Under McMillan, the Hawks haven’t just gotten better. They’ve gotten pretty darn good. They’re among the NBA’s 10 best offensive teams. They’re no longer a swinging gate on defense. They have a terrific big man. They have a ridiculously talented point guard. Even without Cam Reddish, they have a deep bench. The Knicks pride themselves on stopping opponents; they’ll have a tough time stopping the Hawks over a best-of-seven.
“I want to do something special,” said Trae Young, the point guard, speaking Friday. “I’ve said that since I’ve gotten here. I want to be different. This is going to be a fun opportunity and a fun stage.”
As McMillan noted earlier in the week, people tend to notice the Knicks. (The NBA docked him $25,000 for his observation. On Friday, he said his comments “were taken out of context,” which might actually be true.) If the Hawks make this series, people will notice them, too. There’s no reason they shouldn’t make this a series.
Before he became Georgia Tech’s coach, Paul Hewitt, then of Siena, offered the best explanation of playoff-level basketball I’ve heard. (He was speaking of the NCAA Tournament, but it applies to the NBA postseason.) Everybody plays defense in the playoffs, Hewitt said, because everybody’s equally desperate. Who wins is a function of who can make the most baskets. In this series, there’s no question as to which team that is. The Knicks have two players who average 15 points or better; the Hawks have five.

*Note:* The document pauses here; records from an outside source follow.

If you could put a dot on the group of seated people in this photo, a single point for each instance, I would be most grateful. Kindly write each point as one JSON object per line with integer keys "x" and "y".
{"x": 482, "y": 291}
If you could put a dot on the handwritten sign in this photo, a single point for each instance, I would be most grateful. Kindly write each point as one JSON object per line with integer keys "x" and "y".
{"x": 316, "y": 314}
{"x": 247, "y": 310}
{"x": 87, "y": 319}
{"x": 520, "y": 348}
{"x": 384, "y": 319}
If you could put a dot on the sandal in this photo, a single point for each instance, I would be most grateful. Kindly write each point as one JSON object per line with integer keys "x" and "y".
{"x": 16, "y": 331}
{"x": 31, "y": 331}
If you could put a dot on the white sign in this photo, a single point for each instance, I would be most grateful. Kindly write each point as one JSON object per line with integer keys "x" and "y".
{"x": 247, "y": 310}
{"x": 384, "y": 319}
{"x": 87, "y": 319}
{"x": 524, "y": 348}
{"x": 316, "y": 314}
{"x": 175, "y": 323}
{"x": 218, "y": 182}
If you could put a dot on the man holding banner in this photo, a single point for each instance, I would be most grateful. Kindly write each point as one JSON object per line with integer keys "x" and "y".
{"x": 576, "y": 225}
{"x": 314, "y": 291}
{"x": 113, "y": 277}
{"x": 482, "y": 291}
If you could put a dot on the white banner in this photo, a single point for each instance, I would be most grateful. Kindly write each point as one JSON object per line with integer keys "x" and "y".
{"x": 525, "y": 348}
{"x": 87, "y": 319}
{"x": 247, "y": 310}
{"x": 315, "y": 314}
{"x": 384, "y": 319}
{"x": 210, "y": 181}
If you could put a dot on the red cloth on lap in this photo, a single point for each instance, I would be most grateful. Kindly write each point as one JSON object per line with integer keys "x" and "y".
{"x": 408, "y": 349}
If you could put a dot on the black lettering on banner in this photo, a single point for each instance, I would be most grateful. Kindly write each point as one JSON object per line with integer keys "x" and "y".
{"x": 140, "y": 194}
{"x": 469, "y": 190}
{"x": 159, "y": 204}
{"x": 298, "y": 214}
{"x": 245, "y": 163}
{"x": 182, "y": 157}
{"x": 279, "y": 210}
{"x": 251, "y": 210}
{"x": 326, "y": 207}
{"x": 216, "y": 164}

The Hawks last made the playoffs in 2017. Unless something goes way wrong, this should be the first of many postseason runs. They’re young, but they’re not without seasoning. They’re hungry because they believe they’ve been ignored, which is largely true. Since the glory days of Dominique Wilkins, the Atlanta audience has been slow to warm to this team. The Boston series of 2008 reintroduced a city to its NBA franchise. The Knicks series of 2021 could do the same.